Ben Stevenson also became the first candidate to declare his support for the entire ten point programme endorsed this week by Croydon TUC. This calls on candidates to commit, if elected, to vote in parliament to:

 

  1. End cuts in public services, pensions and welfare and restore grants for students.
  1. Replace the minimum wage with a living wage – currently £9.15 per hour in London and £7.85 per hour elsewhere
  1. Take public utilities including railways back into public ownership.
  1. Cease the underfunding and back-door privatisation of the NHS.
  1. Repeal all anti-trade union legislation.
  1. Scrap Trident and oppose any more military adventures.
  1. Bring all state education, including academies and free schools, back under the democratic control of local authorities.
  1. Build council houses and reform the private sector with rent controls and security of tenure.
  1. Oppose TTIP.
  1. Pay for this programme by taxing the rich and clamping down on tax avoidance and evasion by businesses.

Pressure will now fall on other candidates in Croydon to declare where they stand on these issues. True progressives will, of course, have little difficulty in endorsing the entire programme, while the Tories, their doomed former collaborators the Lib Dems and the UKIP uber-Tories will recoil at the very thought of endorsing any of them. It will, however, be interesting to see if any of the Labour candidates have enough socialist principles left and independence of mind to endorse any of these policies. We shall have to wait and see.

WHAT’S AN MP WORTH?

Malcolm Rifkind, caught out last week trying to sell his services to a phoney Chinese business, had the effrontery to claim that he needed a second job as MPs were paid so poorly.  Like many other MPs, Mr Rifkind chooses to ignore the fact that the average wage of people lucky enough to have a full time job in the UK is only around £26,000 while MPs’ salaries are set to rise to £74,000, almost three times this amount. Furthermore, at a time when final salary occupational pension schemes in the UK have largely disappeared, MPs’ retirement pensions have recently been improved from 1/50 final salary per year of contribution to 1/40. Meanwhile, most of their constituents are expected to subsist on the state old age pension of £5,876 a year.

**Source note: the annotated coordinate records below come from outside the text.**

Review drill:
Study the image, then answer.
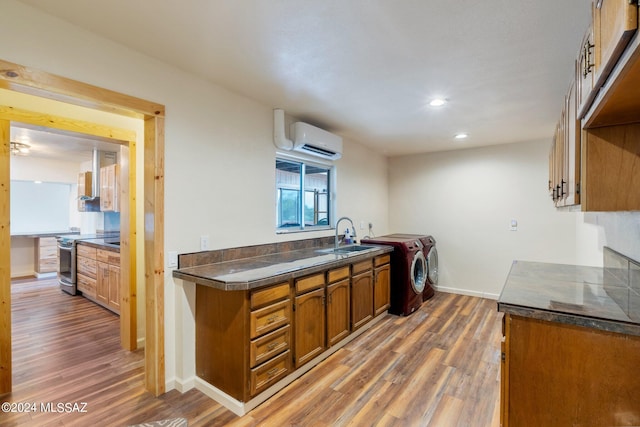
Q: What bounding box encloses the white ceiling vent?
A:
[273,110,342,160]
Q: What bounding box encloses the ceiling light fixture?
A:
[10,141,31,156]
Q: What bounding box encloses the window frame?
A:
[274,151,337,234]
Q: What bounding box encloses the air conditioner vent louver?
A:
[291,122,342,160]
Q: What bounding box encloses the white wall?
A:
[0,0,388,389]
[389,141,593,297]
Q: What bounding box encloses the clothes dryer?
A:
[361,234,427,316]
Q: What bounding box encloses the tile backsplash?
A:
[603,246,640,321]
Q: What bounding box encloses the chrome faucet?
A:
[334,216,356,249]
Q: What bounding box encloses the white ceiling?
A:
[16,0,591,156]
[10,124,120,163]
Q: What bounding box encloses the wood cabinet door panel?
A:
[296,273,324,295]
[327,276,351,347]
[250,282,289,309]
[327,265,349,283]
[96,262,109,305]
[593,0,638,87]
[504,316,640,427]
[76,256,98,279]
[249,325,291,368]
[351,271,373,331]
[77,274,96,299]
[250,300,291,338]
[249,350,291,396]
[373,264,391,316]
[108,265,120,314]
[294,288,325,368]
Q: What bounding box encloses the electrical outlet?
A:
[167,251,178,268]
[200,236,209,251]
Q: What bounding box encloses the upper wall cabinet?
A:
[100,164,120,212]
[549,83,581,207]
[549,0,640,211]
[593,0,638,87]
[578,0,638,118]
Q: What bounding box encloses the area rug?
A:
[129,418,189,427]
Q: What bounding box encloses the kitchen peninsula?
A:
[498,247,640,426]
[173,238,393,415]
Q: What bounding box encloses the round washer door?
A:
[411,251,427,294]
[427,246,438,285]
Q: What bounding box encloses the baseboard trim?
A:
[436,286,500,300]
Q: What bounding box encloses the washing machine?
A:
[420,236,438,301]
[361,234,433,316]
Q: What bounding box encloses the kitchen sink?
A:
[317,245,376,255]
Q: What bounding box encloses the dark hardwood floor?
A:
[0,279,502,427]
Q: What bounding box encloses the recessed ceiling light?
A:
[429,98,447,107]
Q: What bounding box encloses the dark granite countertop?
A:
[173,245,393,291]
[498,261,640,336]
[11,230,80,239]
[77,235,120,252]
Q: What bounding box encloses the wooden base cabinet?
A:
[294,273,326,368]
[196,282,293,402]
[76,243,120,314]
[500,314,640,427]
[373,254,391,316]
[351,259,373,331]
[195,255,389,408]
[327,265,351,347]
[34,237,58,276]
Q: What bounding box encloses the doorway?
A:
[0,60,165,396]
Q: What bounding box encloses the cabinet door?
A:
[373,264,391,316]
[100,164,119,212]
[96,262,109,305]
[294,287,325,368]
[327,278,351,347]
[109,265,120,313]
[593,0,638,88]
[351,270,373,331]
[78,172,92,212]
[576,27,596,118]
[564,84,581,206]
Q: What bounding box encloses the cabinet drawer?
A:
[327,265,349,283]
[251,282,289,309]
[249,325,291,368]
[351,259,371,274]
[296,273,324,294]
[39,246,58,260]
[38,237,58,248]
[96,249,120,266]
[77,274,96,298]
[250,350,291,396]
[373,254,391,267]
[250,300,291,339]
[76,245,97,259]
[77,256,98,279]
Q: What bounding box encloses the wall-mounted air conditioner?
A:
[273,110,342,160]
[290,122,342,160]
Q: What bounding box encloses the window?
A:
[276,159,333,231]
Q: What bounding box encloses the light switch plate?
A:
[167,251,178,268]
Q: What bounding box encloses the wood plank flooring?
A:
[0,279,502,427]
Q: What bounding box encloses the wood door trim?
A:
[0,60,165,396]
[0,119,11,395]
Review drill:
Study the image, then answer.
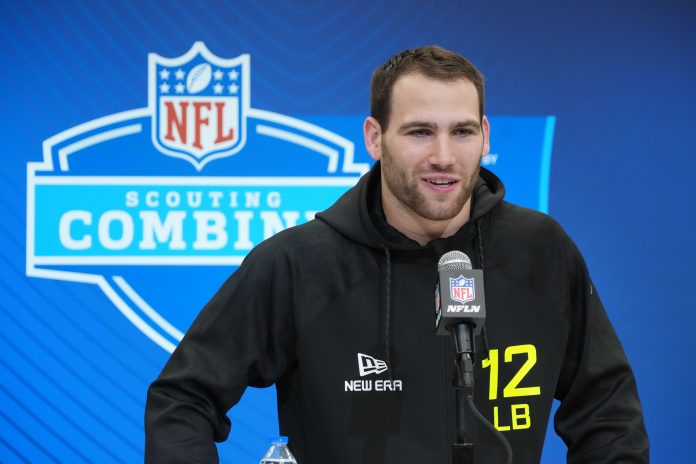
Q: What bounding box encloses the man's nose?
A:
[429,137,454,168]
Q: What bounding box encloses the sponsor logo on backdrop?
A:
[27,42,369,351]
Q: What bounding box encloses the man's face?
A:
[373,74,489,222]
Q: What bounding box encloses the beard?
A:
[382,142,480,221]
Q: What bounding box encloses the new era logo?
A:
[358,353,387,377]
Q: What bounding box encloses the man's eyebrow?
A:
[399,119,481,132]
[399,121,437,132]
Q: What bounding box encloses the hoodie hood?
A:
[316,162,505,250]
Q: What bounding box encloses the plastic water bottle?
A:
[259,437,297,464]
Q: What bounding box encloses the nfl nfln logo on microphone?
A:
[450,276,476,304]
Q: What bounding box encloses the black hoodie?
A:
[145,164,648,464]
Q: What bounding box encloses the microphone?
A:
[435,250,486,338]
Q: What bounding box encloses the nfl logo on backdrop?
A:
[450,276,475,304]
[149,42,249,171]
[27,42,369,352]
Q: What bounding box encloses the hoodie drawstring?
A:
[476,218,490,357]
[382,245,393,380]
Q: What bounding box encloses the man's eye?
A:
[454,127,475,136]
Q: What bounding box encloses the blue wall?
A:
[0,0,696,463]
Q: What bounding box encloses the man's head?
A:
[363,47,490,243]
[370,45,484,130]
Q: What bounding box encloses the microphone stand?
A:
[450,324,474,464]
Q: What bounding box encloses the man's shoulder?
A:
[491,201,569,242]
[250,219,345,258]
[486,202,580,265]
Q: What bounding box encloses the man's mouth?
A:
[423,178,457,188]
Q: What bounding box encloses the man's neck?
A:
[382,193,471,245]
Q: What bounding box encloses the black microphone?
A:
[435,250,486,340]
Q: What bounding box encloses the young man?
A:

Michael Heseltine provided another explanation last week for why MPs need a second job. It wasn’t poverty, Lord Heseltine explained, it was because an MP’s job was not really full time! Given the length of the parliamentary recess, he may have a point here. But surely the remedy would be not to pay MPs during the recess. After all, there are lots of zero hour jobs out there. At the last count, 700,000 of their constituents were ‘benefitting’ from this readily available source of employment.

So what is an MP worth? Ignoring the obvious, cheap retort, it’s necessary to remind ourselves that, in one way, Lord Heseltine was right. Being an MP is not, or rather should not be, a job at all. Many MPs mistakenly think of themselves as part of a profession. How often do we hear them refer to themselves as having a ‘career’ as a parliamentarian. Being an MP isn’t a job, it isn’t a career – or at least it should not be. It is, or should be, for a limited time, to be the servant of those who elected them. MPs’  pay should therefore be sufficient to enable them to discharge this service – no more and no less. The average full time wage, £26,000 per year, can provide a useful yardstick for this. It would also give MPs an incentive, that they currently lack, to work to increase this average. Isn’t that what we pay them for?

Would candidates of a ‘suitable calibre’ come forward for election on such supposedly meagre terms? Of course they would! They might not want to hang around for 40 years to collect the (under this proposal much reduced) pension, but so much the better for that.

There is, however, one, possibly insurmountable problem to implementing such a sensible arrangement. Under our current , capitalist society there is a huge disparity in wealth and income. If MPs’ salaries were constrained to the industrial average, Parliament might revert to its profile at the beginning of the last century – stuffed with individuals with private wealth who don’t need any salary to be an MP.  There is, of course, a remedy for this. Get rid of capitalism.